夕陽を映すあなたの瞳
 心と昴は、二人で肩を並べて駅へ向かう。

 「そう言えば伊吹くん。サラとあれから連絡取った?」
 「ああ、うん。仕事のことでやり取りしてね。そうだ、久住に話そうと思ってたんだ」

 昴はようやく我に返り、サラのことを心に話す。

 サラは、やはり有名な企業のCEOの孫娘だった。
 だが本人は、周りからそんな目で見られるのにウンザリしていた。
 誰も本音で話してくれず、心許せる友人も出来ない。

 サラは素性を隠して、祖父から離れた子会社で働き始めた。
 それでも毎日、祖父が雇ったSPにあとをつけられる生活…。

 サラはついに、以前から興味のあった日本に出向したいと上司に頼んだ。

 素性を知らない上司はすんなりOKしてくれたが、それを知った祖父は大反対だった。

 何かあったらどうする?せめて警護はつけろ。
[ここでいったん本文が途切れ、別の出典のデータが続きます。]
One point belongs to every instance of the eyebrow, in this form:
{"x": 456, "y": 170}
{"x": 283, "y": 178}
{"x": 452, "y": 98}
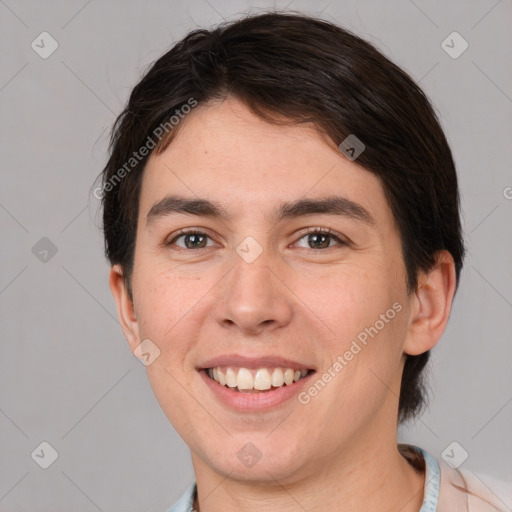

ホテルのスイートルームで暮らせと。

 半ば押し切るように、サラは自分でマンスリーマンションを手配して来日した。

 何もかも自分一人でやろうと思っていた。
 だが…想像以上に毎日は辛かった。

 言葉が通じない、文化も違う。
 どこで買い物すればいいかも分からない。
 電車の乗り方も難しい。
 頼れる人や友人もいない。

 アメリカに帰りたい、でも祖父の反対を押し切った手前、帰れない。
 サラは、なんとか自分の力で乗り越えたいともがいていた。

 そんな時、仕事の取引先の昴が声をかけた。
 何か困っていることはないか?と。
 思わずポツリと、買い物に行きたいと漏らした。

 そして、心と3人で買い物に行った。
 それはそれは楽しい時間だった。

 日本の綺麗なショッピングモール、見たことのないアイデアグッズ、素敵な雑貨。

 何より、心との会話が楽しくてたまらない。
 久しぶりに誰かと思う存分話せた。
 ただおしゃべりすることが、こんなにも幸せなことだなんて!
 
 さらに心は、つまみ細工を教えてくれ、花火大会では浴衣までプレゼントしてくれた。
 夢のようだった。

 やがて帰国の日になる。
 心や昴と別れるのは辛かった。
 だが、こんなにも別れが辛くなるほど大切な友人が出来たことが嬉しかった。

 帰国するなり、サラは祖父に興奮気味で話をした。
 どんなに日本が素晴らしいか。
 どんなに素敵な友人が出来たか。
 どんなに大切な毎日を過ごしたか。
 そして、どんなに自分は成長出来たかを。

 祖父は、嬉しそうに目を細めて、何度も頷きながら聞いていた。